Nokia spent much money when the inferior WAP based browsing came out. Then came G3 and G4 and the iphone at the same time and the rest is history.
I remember using browsing cell phones with touch screen 2 or 3 years before my peers who would mock me using a “sidekick phone” while they retained their standard crappy num pads. Then all of a sudden the iphone came out with the G3 network, and I do not know what happened, but all of a sudden they all bought “sidekicks” and droids and iphones. I don’t know what Apple did that I did wrong in advertising that kind of tool.
I brought mine in 2002 and I am still using mine. It's been through the washing machine 3x and the river twice. The * key doesn't work but other than that it still works great including getting great reception & sound quality.
I don't need another toy to waste time on so I'm not upgrading anytime soon
In the 90's I had a prototype of a Tivo like device in my living room, we called it the VNR or VDR for Video Network Recorder or Video Disk Recorder.
It with a Motorola 68040 based set-top box. Some ex-Apple guys wrote the operating system and proprietary hardware accelerated video codec.
The device could either record to its internal hard drive or to the hard drive of a PC or Macintosh over ethernet. The ethernet could also be used to share the PC's internet connection and CPU power for encoding to the box.
It worked and it worked great, especially married to a Pentium class PC. You could either program it with VCR plus codes from the remote or using a desktop application and an online TV Guide. Among its features was purging commercials (to preserve valuable disk space of course), it could also record music and recognize and catalog songs with the internet connection. You could also import music from CD's using the PC's CD-ROM drive.
The product sat complete for more than a year as management dithered over shipping it. They feared litigation and while our counsel was confident they would prevail over Hollywood in court it was decided it wasn't a worth the trouble for such a niche product - they also thought the networking feature was essential and would be impossible to support. One executive beta tester complained his wife threatened to hang him with the ethernet cable he ran clear across the house. All they have to show for the effort is a few patents.

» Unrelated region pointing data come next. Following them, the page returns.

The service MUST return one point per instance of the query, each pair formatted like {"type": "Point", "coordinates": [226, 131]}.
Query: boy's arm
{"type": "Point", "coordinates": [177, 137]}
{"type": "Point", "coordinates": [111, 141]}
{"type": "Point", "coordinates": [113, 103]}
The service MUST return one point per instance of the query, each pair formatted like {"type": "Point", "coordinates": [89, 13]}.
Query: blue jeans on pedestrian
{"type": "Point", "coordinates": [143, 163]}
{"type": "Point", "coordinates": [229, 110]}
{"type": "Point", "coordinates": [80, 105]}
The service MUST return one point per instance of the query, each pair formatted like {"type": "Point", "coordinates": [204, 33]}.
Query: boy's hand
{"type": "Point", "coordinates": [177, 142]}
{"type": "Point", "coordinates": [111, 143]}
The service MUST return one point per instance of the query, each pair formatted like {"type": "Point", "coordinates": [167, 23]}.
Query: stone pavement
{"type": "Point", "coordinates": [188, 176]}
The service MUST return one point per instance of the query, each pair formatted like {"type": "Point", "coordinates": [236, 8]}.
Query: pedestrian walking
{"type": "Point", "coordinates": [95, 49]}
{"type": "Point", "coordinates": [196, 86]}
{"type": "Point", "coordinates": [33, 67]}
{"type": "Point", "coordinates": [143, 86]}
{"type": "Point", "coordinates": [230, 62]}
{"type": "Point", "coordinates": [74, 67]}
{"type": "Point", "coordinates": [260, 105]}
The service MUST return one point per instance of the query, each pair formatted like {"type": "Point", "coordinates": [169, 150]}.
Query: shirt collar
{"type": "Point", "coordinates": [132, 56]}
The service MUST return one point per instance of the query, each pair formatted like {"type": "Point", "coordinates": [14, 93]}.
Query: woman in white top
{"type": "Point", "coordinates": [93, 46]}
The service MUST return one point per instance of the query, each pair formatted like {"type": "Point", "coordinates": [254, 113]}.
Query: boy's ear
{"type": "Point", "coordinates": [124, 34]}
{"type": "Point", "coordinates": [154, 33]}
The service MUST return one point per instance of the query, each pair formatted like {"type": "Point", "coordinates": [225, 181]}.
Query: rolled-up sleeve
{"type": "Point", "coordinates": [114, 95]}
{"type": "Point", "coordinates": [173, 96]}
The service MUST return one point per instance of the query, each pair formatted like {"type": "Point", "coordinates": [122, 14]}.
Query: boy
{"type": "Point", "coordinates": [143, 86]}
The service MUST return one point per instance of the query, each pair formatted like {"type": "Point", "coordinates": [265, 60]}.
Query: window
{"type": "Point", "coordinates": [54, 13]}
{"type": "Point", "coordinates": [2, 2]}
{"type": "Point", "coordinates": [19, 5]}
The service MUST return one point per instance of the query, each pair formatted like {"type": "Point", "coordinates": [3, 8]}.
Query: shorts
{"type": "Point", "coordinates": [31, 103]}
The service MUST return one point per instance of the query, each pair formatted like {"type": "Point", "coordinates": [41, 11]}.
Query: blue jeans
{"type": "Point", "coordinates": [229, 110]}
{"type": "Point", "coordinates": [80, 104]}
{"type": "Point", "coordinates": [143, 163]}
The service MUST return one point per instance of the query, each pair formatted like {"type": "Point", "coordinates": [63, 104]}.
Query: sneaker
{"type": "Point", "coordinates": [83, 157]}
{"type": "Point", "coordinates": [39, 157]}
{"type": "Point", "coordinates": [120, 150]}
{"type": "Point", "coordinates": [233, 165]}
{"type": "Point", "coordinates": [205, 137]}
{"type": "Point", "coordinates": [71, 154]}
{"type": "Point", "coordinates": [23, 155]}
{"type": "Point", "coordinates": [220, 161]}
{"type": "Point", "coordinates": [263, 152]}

During this period the Apple guys were hired back by the recently returned Steve Jobs and people scattered to other projects.
At the end of 2001 Tivo had an install base of more than 300,000. The underlying platform of our device was installed on a couple cruise ships to deliver pay-per-view and unceremoniously abandoned a short time later.
We had the cute little Nokia 8210 that came out in ‘99 I think. One of their earliest internal antenna models. One red, one blue. Never could get much reception with either of them.
I was at the airport once and all these people are walking around talking on their phones. Mine? No service. So, I just walked around talking into it anyway so people wouldn’t think I was a loser.
It might have been the provider, Cingular. I couldn’t get service when I could see their antennas. Took it to the store several times and they just scratched their heads. Cingular blamed the phone. The phone didn’t have anything to say.